Now keep in mind here that your local R2K minister insists that the kind of political action that finds legislators passing laws that are born of the Christian faith is a great sin. Legislators, per R2K, are to appeal to Natural law and not Biblical law for their attempted legislating. Can you imagine the heart attack that R2K political super-hero Sen. Ben Sasse would have over this proposed legislation?
A long time ago, a government enacted a law that fined citizens for “breaking the Sabbath,” and it used language for exceptions (“work of necessity or charity”) echoing Westminster Shorter Catechism Q&A 60 (“works of necessity and mercy”).
“A Bill for Punishing Disturbers of Religious Worship and Sabbath Breakers”—”If any person on Sunday shall himself be found labouring at his own or any other trade or calling, or shall employ his apprentices, servants or slaves in labour, or other business, except it be in the ordinary houshold offices of daily necessity, or other work of necessity or charity, he shall forfeit the sum of ten shillings for every such offence.”
This was surely authored by 17th-century Puritans, right?

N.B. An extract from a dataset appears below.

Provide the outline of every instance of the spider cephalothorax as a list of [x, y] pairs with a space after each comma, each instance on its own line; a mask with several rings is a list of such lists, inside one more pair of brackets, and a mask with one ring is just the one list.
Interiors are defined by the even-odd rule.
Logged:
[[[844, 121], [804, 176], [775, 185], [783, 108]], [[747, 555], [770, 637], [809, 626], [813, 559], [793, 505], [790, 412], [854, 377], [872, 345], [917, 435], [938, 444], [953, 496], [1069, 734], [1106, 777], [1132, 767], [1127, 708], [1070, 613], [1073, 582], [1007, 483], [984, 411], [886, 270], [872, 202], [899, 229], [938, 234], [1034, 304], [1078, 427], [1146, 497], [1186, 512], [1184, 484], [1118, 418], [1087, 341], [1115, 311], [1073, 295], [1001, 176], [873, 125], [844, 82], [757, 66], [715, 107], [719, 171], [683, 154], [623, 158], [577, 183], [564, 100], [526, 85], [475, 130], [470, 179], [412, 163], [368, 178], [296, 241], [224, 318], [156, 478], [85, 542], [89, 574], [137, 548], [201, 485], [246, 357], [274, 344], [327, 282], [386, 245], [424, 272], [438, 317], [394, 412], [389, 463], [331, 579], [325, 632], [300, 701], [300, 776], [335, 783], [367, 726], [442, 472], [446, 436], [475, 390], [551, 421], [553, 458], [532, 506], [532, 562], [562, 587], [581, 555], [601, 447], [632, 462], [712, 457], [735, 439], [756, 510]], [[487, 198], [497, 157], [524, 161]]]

Nope. It was the 1786 Virginia legislature, and the bill’s author was Thomas Jefferson—that Unitarian Founding Father the Supreme Court likes to appeal to for striking down such religious laws. Keep in mind that this is the same Thomas Jefferson who in the election of 1800 was pilloried and vilified by the New England clergy who warned during that election cycle that if elected Jefferson would seize people’s bibles. Keep in mind that this is the same Thomas Jefferson who gave us “the Jefferson Bible.” This bible found old Tom cutting out every supernatural account. Keep in mind that TJ was a Unitarian at best and a raving Deist at worst. Then after you keep all that in mind, remember that Thomas Jefferson acted more biblically than your R2K minister.